Diego Zandel è nato nel campo profughi di Servigliano da genitori fiumani. È autore di diversi romanzi, tra i quali Massacro per un presidente (1981), Una storia istriana (1987, ripubblicato nel 2010 con il titolo Il figlio perduto), I confini dell’odio (2002), L’uomo di Kos (2004) e Il fratello greco (2010). Molti i suoi racconti pubblicati in antologie: da uno di essi – Stendhal, il carbonaro – è stato tratto uno spettacolo teatrale. Ha scritto, in collaborazione con Giacomo Scotti, Invito alla lettura di Ivo Andric, Premio Nobel jugoslavo per la letteratura (Mursia 1981). Collabora con «La Gazzetta del Mezzogiorno» e «Il Piccolo» e cura un blog di interventi e discussioni.
Con I testimoni muti prosegue il lavoro editoriale di Mursia che da anni vede in prima linea la casa editrice milanese nel ricordo dell’esodo giuliano-dalmata e di tutta la questione istriana (350mila uomini e donne costretti ad abbandonare le proprie case; migliaia di vittime scomparse, seppellite vive nelle foibe del Carso), un tema per molto tempo ingiustamente ignorato o rimasto racchiuso in ambito locale.
Ricordiamo qui, Pola, Istria, Fiume 1943 – 1045. L’agonia di un lembo d’Italia e la tragedia delle foibe di Gaetano La Perna (pagg. 478; euro 19,70), rigoroso contributo che con competenza ricostruisce il doloroso racconto di quella che è stata una vera e propria pulizia etnica fornendo in appendice l’elenco dei nomi delle vittime.
Fratelli d’Istria.

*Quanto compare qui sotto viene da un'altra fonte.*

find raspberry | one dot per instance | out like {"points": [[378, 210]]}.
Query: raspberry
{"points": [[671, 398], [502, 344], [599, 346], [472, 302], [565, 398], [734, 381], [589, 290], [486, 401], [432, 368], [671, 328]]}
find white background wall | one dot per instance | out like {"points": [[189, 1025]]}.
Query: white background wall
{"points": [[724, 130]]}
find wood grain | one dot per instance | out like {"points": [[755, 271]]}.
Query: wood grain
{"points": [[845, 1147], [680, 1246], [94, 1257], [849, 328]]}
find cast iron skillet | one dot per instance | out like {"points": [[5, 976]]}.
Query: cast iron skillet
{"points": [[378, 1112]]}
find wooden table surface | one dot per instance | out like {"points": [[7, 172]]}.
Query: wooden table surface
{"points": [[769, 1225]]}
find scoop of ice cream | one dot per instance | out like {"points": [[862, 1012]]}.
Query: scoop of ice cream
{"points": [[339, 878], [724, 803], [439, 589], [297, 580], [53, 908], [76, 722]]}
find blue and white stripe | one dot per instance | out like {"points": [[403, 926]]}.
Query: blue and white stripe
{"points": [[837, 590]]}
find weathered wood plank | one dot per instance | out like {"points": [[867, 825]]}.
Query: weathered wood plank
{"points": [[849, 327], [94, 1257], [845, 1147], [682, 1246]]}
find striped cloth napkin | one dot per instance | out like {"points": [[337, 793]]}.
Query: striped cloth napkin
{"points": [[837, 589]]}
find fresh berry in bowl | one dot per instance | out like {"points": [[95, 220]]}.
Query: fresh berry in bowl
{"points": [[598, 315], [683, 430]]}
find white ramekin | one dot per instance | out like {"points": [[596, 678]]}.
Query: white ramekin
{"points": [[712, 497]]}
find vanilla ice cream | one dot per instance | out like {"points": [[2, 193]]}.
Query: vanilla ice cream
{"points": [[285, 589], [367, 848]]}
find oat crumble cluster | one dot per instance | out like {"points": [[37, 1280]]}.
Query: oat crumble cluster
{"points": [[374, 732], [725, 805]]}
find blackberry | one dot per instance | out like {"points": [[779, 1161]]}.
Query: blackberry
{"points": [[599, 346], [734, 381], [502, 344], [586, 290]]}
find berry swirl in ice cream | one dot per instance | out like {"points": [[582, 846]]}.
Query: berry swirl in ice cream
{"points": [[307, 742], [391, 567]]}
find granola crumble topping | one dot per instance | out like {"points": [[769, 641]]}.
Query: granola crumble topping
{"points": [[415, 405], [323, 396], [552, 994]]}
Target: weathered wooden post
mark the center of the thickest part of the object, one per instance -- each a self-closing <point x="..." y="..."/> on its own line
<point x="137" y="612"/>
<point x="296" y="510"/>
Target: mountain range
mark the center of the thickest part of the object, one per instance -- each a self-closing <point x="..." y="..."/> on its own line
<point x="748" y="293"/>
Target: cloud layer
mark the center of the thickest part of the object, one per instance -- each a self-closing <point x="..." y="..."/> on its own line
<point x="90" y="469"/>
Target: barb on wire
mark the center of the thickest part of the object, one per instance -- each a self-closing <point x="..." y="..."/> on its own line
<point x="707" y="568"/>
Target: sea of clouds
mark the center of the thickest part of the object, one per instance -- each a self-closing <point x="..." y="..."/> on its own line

Italiani divisi di Guido Rumici (pagg. 210; euro 13,50) è il resoconto dei profondi mutamenti storico-sociali che l’esodo e tutte le vicende politiche hanno determinato sul confine orientale descritte sulla base di una puntuale cronologia dei principali avvenimenti, delle testimonianze di alcuni sopravvissuti ai lager titini e degli istriani d’origine italiana che hanno deciso di rimanere in quelle terre anche dopo la fine del conflitto. In appendice, alcuni documenti fondamentali come il Memorandum di Londra sul Territorio Libero di Trieste che fu siglato tra i governi d’Italia, Regno Unito, Stati Uniti e Jugoslavia.
Dello stesso autore segnaliamo inoltre Infoibati, i nomi, i luoghi, i testimoni, i documenti (pagg. 496; euro 22) che, grazie a un lavoro senza precedenti realizzato sulla base di una ricca documentazione di fonte non solo italiana ma anche jugoslava e inglese, riporta alla luce senza pregiudizi ideologici una delle pagine più oscure della nostra storia ridando voce alle vittime delle foibe, migliaia di donne e uomini che, tra il settembre del 1943 e la primavera del 1945 scomparvero nelle cavità naturali del Carso nei territori occupati dal Movimento Popolare di Liberazione del maresciallo Tito.
Infine Ci chiamavano fascisti. Eravamo italiani di Jan Bernas (pagg. 192, euro 16,00; prefazione di Walter Veltroni), mosaico di testimonianze delle migliaia di italiani che, alla fine della Seconda guerra mondiale, si trovarono senza alcuna difesa di fronte all’odio etnico-nazionalista del regime di Tito, deciso a jugoslavizzare quei territori. In 350mila decisero di abbandonare tutto e di fuggire ma ci fu anche chi rimase riscoprendosi giorno dopo giorno straniero a casa propria. A questi, Bernas unisce il racconto sugli italiani del controesodo: comunisti partiti alla volta della Jugoslavia per costruire il ‘Sol dell’avvenire’. Un sogno finito nei campi di concentramento titini.